Four test cases — three correct predictions and one intentional failure (fish with expected_legs=4) to confirm the evaluator catches it.

dataset = Dataset(
    cases=[
        Case(
            inputs="dog",
            metadata=TestCaseMetadata(),
            evaluators=[
                LegCountEvaluator(expected_legs=4),   # passes
                WarmBloodedEvaluator(),               # passes (warm-blooded, expected=True)
            ],
        ),
        Case(
            inputs="eagle",
            metadata=TestCaseMetadata(),
            evaluators=[
                LegCountEvaluator(expected_legs=2),   # passes
                WarmBloodedEvaluator(),               # passes
            ],
        ),
        Case(
            inputs="snake",
            metadata=TestCaseMetadata(),
            evaluators=[
                LegCountEvaluator(expected_legs=0),   # passes
                WarmBloodedEvaluator(expected=False),  # passes (cold-blooded, expected=False)
            ],
        ),
        Case(
            inputs="fish",
            metadata=TestCaseMetadata(),
            evaluators=[
                LegCountEvaluator(expected_legs=4),   # fails (fish has 0 legs)
            ],
        ),
    ]
)

report = await dataset.evaluate(animal_agent)
report.print()
Output()


/var/folders/5y/v5v7q_1n5h7_jkyhjgbw8kj40000gn/T/ipykernel_71405/133258251.py:1: PydanticEvalsDeprecationWarning: Omitting the `name` parameter is deprecated. Please provide a name for your `Dataset`.
  dataset = Dataset(


  Evaluation Summary: animal_agent  
┏━━━━━━━━━━┳━━━━━━━━━━━━┳━━━━━━━━━━┓
┃ Case ID   Assertions  Duration ┃
┡━━━━━━━━━━╇━━━━━━━━━━━━╇━━━━━━━━━━┩
│ Case 1   ✔✔         │      9µs │
├──────────┼────────────┼──────────┤
│ Case 2   ✔✔         │      4µs │
├──────────┼────────────┼──────────┤
│ Case 3   ✔✔         │      3µs │
├──────────┼────────────┼──────────┤
│ Case 4             │     19µs │
├──────────┼────────────┼──────────┤
│ Averages │ 85.7%     │      9µs │
└──────────┴────────────┴──────────┘

Loading from CSV

Register the evaluators in evaluator_classes and use load_testset. The check column carries per-row config; expected controls polarity for WarmBloodedEvaluator.

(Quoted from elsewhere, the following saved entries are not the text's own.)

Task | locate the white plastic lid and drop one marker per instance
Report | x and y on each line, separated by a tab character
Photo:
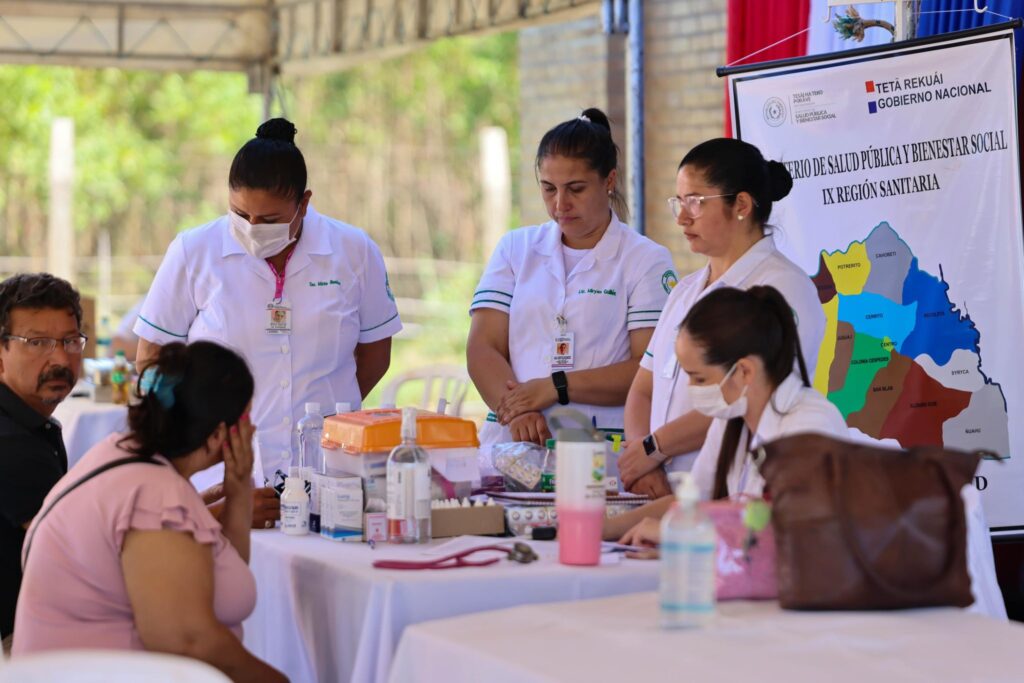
409	422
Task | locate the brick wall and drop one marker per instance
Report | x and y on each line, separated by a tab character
566	67
685	41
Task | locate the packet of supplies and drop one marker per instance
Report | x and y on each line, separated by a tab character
521	463
744	556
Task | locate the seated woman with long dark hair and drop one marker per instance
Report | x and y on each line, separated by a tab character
130	558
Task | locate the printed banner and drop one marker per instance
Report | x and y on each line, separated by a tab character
906	213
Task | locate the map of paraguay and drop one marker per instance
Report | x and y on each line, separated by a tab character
898	357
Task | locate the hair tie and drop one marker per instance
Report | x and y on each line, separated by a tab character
156	384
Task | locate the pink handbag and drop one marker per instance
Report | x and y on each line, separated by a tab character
744	559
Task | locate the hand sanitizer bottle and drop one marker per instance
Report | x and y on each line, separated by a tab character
310	428
409	486
295	507
686	589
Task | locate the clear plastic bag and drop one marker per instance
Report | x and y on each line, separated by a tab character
521	464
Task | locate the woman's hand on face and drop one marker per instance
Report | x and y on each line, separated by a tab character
647	534
266	507
529	427
238	451
634	463
534	395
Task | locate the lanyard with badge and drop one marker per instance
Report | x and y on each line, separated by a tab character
563	356
279	310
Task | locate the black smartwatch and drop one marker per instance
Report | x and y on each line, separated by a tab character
651	450
561	386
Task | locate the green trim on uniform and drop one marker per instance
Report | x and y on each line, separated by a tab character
166	332
379	326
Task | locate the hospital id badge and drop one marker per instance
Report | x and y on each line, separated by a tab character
563	357
279	317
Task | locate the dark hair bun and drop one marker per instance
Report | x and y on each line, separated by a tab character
278	129
779	180
598	118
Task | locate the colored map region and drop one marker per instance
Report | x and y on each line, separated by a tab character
899	359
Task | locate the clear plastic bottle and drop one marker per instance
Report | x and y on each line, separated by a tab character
295	507
686	589
409	486
121	379
310	428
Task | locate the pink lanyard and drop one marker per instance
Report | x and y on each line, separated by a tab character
279	278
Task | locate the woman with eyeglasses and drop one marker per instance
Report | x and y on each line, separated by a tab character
724	194
124	555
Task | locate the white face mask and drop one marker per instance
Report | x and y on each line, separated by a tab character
263	240
709	399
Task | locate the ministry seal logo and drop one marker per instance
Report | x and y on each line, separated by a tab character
774	112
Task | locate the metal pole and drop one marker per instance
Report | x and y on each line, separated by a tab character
60	237
635	116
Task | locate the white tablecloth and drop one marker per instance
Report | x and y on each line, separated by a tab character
324	613
85	423
617	639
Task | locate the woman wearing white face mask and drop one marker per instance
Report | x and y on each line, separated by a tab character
303	297
724	195
738	349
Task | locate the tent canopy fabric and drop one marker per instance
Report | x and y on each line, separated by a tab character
259	37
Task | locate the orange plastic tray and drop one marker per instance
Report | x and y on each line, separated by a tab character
380	430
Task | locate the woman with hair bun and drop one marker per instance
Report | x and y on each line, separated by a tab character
304	298
565	309
740	354
724	194
124	554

from ragpill.csv.testset import load_testset, default_evaluator_classes

testset = load_testset(
    "testset.csv",
    evaluator_classes={
        **default_evaluator_classes,
        "leg_count": LegCountEvaluator,
        "warm_blooded": WarmBloodedEvaluator,
    },
)
Question test_type check expected tags
dog leg_count 4 true biology
dog warm_blooded true biology
snake leg_count 0 true biology
snake warm_blooded false biology

WarmBloodedEvaluator has no per-instance config, so check is left empty. The base from_csv_line handles this automatically — no override needed.